To solve this problem EIT Digital, a leading European organization for digital innovation and entrepreneurial education, started the innovation activity AI-Aid “Just-in-Time AI-Based Problem-Solving and Training Support for the Digital Factory Floor” in 2018. The project faces the problem of the growing knowledge divide between highly qualified employees and workers from assembly lines, evoked by the Internet of Things (IoT).
Taking the example of project partner Airbus, one of the biggest players within the aerospace industry, this means: the final assembly of aircrafts remains a labor-intensive process. It requires highly skilled technicians who often have to work in narrow spaces with components whose installation does not tolerate much. Due to its manual nature, the degree of complexity and the number of components, there is a risk of human error. Errors can be expensive and time consuming because a single component, that has been assembled wrongly or broken during the process, will lead to large parts of the aircraft having to be disassembled and reassembled.
The AI-Aid digital innovation activity assumes that Artificial Intelligence knowledge support systems can compensate the lack of knowledge in highly complex manufacturing halls by supporting employees individually and contextually based on their previous man-machine interaction. The goal is to provide problem-solving assistance on site, through step-by-step manuals that respond to employee actions and long-term development by providing relevant information.
DFKI leads the activity. Other partners in the initiative are Digital Catapult from London, which brings its know-how on Internet of Things connectivity solutions, as well as business champion NEOCOSMO, a German company working with modern learning environments. The Airbus Group participates as a pilot customer.

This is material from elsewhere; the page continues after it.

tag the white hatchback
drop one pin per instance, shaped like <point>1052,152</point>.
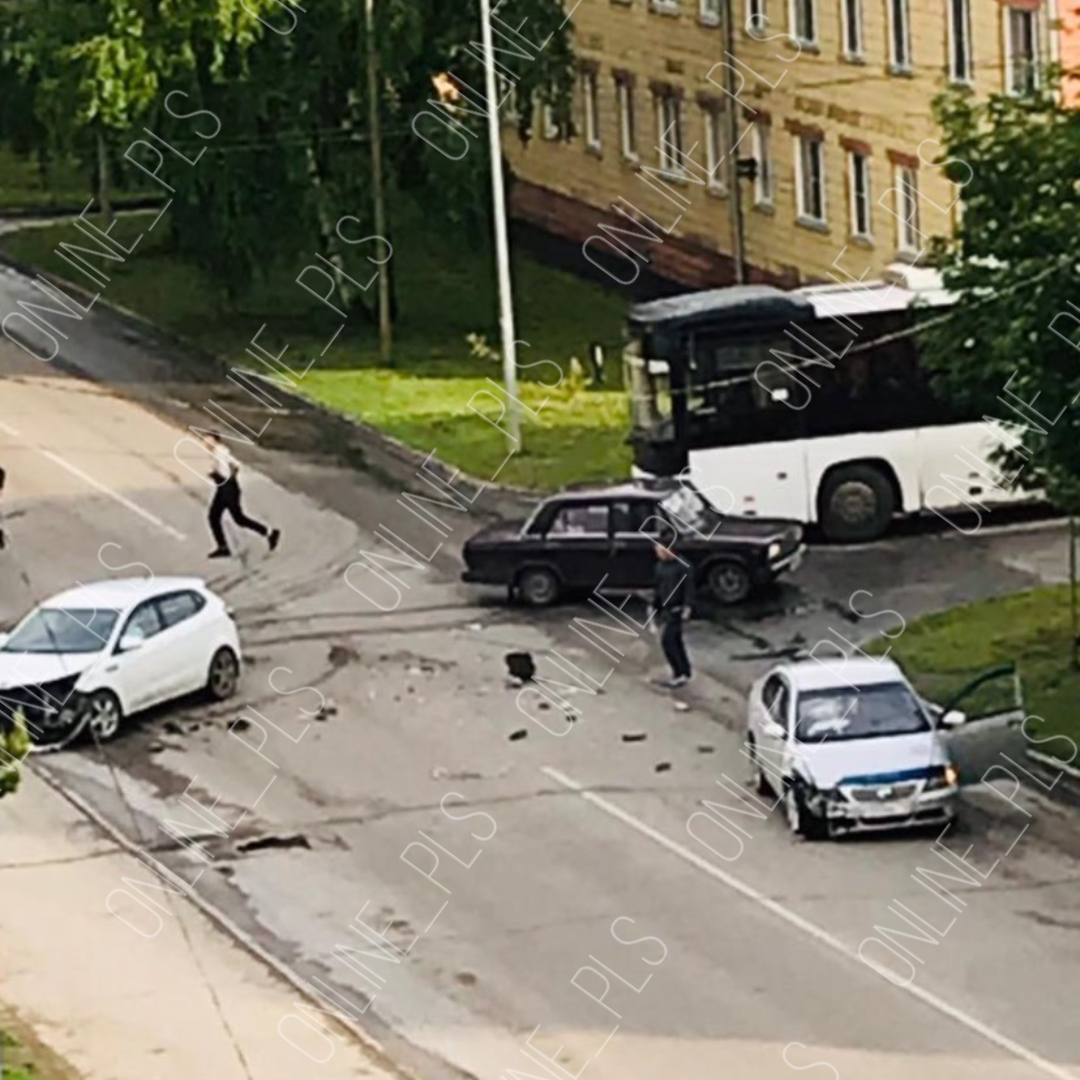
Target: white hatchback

The project simulated a part of an aircraft interior containing Digital Catapult sensors for various critical components. These sensors record, for example, whether a connection was made correctly, in what order different components were installed, and whether each component was properly aligned.
DFKI and NECOSMO use the obtained data to provide a digital, adaptive knowledge and learning environment. The basis for this is the artificial intelligence-based knowledge and support service for intelligent production (“adwisar 2.0”). This architecture interprets the data of the production line to provide possible support measures for the workers.

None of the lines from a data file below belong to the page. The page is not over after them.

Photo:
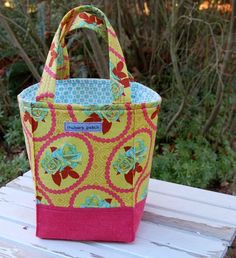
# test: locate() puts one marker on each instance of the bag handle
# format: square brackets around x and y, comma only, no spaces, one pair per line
[57,63]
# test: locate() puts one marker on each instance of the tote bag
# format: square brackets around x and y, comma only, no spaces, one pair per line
[89,142]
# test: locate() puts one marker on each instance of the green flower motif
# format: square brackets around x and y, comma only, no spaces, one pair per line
[124,164]
[70,153]
[117,89]
[51,164]
[133,155]
[39,114]
[140,151]
[60,57]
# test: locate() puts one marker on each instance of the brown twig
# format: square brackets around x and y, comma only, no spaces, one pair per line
[17,45]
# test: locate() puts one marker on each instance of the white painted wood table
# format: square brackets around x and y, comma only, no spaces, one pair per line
[179,222]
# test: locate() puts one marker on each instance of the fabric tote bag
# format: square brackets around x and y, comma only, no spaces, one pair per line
[89,142]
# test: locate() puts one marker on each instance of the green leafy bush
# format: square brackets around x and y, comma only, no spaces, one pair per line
[194,163]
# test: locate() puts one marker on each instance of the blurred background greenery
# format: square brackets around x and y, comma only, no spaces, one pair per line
[183,49]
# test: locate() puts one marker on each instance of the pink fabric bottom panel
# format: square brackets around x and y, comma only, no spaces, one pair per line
[101,224]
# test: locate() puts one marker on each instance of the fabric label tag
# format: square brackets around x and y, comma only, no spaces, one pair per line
[83,127]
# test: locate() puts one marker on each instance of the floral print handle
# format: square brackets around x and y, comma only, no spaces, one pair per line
[57,64]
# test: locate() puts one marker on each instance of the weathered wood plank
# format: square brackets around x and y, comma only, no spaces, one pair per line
[26,199]
[182,208]
[25,235]
[174,238]
[141,248]
[223,233]
[23,183]
[169,223]
[10,249]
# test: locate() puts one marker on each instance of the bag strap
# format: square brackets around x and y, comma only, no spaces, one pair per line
[57,63]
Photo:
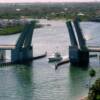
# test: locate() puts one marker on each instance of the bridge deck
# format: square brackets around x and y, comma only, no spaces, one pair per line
[7,47]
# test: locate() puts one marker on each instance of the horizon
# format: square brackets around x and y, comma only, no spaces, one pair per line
[48,1]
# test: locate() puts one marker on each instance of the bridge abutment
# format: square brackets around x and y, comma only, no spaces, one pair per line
[22,55]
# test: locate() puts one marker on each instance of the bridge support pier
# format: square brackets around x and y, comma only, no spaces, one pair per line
[21,55]
[78,57]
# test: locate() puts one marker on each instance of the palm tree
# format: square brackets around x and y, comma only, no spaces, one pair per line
[92,73]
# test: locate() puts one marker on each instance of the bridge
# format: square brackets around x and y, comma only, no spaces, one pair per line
[22,51]
[78,50]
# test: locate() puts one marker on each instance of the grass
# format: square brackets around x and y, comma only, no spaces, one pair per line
[11,30]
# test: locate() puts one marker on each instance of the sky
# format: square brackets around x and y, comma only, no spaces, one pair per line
[23,1]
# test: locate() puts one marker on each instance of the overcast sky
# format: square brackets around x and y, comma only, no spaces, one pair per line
[22,1]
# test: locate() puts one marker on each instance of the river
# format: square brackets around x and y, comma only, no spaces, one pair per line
[39,80]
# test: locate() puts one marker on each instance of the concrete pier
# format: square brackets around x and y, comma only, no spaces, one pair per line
[78,52]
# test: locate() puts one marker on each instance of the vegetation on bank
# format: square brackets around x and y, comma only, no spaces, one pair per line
[94,91]
[50,10]
[11,30]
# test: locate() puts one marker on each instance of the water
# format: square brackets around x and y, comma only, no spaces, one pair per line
[39,80]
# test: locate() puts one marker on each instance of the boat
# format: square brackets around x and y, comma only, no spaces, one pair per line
[55,57]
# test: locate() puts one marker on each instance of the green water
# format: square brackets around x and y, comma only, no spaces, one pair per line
[39,80]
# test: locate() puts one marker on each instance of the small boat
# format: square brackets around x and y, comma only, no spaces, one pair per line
[55,57]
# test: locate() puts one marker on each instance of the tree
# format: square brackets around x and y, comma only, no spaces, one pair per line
[92,73]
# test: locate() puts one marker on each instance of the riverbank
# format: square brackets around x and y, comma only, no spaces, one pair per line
[11,30]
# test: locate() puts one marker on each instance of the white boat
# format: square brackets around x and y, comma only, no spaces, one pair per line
[55,57]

NEOCOSMO integrated this service into the microlearning and communication platform PIIPE, which serves as a knowledge service in the project. To do this, the personalization technology in PIIPE was expanded to include intelligence support developed by DFKI to provide the opportunity of proactively identifying the individual knowledge needs of factory-based employees and to provide the knowledge needed to address individual gaps.
On PIIPE, users can find articles, dossiers, step-by-step instructions, videos and other learning materials in the sense of “learning nuggets”, regardless of time and place. A company can offer its employees content channels that they can subscribe to. Once new content such as articles, videos or knowledge dossiers have been published or updated, PIIPE notifies users and helps keeping them up-to-date.
The one-year EIT project has proved to AI-Aid that IoT assets can gather valuable data to make manufacturing processes and training more effective. The future Airbus factory has implemented a multi-network solution that enables the company to communicate in a way that was previously unachievable.